How to parse logs with Grok patterns in New Relic

You can follow along with the steps in this blog post by watching the companion video: Creating Log Parsing Rules in New Relic.

Grok may be the only word in English derived from Martian. Grok was introduced in Robert A. Heinlein's 1961 science fiction novel Stranger i n a Strange Land. However, in this post, I’ll focus on Grok as an industry standard for parsing log messages and how it works in New Relic.

But first, a little about how Grok parsing works in general.

To extract maximum value out of log telemetry in any platform, you need to be able to parse some unstructured messages that are often sent to your logging backend.

Consider the difference between having a log record like this…

{

 “message”: “54.3.120.2 2048 0”

}

...as compared to one like this:

{

 “host_ip”: “54.3.120.2”,

 “bytes_received”: 2048,

 “bytes_sent”: 0

}

An entity with three separate fields provides major observability benefits over a chunk of free text and Grok makes this kind of refinement relatively easy.

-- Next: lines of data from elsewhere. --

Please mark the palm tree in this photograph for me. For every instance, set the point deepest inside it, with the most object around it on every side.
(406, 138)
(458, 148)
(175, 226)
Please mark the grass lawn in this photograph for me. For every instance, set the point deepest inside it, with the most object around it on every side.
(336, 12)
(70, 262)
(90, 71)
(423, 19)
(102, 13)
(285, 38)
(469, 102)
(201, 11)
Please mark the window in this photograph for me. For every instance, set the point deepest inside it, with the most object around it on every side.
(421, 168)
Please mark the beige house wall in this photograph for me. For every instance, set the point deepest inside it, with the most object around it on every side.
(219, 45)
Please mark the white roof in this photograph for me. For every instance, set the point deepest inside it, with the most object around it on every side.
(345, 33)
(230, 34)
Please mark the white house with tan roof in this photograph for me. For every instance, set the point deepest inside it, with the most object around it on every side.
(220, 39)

You can search for specific data in your log messages by defining a Grok pattern: %{SYNTAX:SEMANTIC}

SYNTAX is the name of the pattern that will match your text. There are some very commonly used patterns that could go in the SYNTAX log, such as NUMBER, INT, IP, and many more. The NUMBER pattern can match 4.55, 4, 8, and any other number; the IP pattern can match 54.3.120.2 or 174.49.99.1, etc. SEMANTIC is the identifier given to a matched text. If a pattern matches your text, a field with the identifier will be created in your Log record.

So if you have a log message of the form "[IP address] [Bytes Received] [Bytes Sent]" (i.e., "54.3.120.2 2048 0"), you could use the following Grok patterns to match that form and extract three useful fields:

"%{IP:host_ip} %{INT:bytes_received} %{INT:bytes_sent}"

After processing, your log record will have three new fields: host_ip, bytes_received, and bytes_sent. You can now use these fields in your observability platform to filter, facet, and perform statistical operations on your log data.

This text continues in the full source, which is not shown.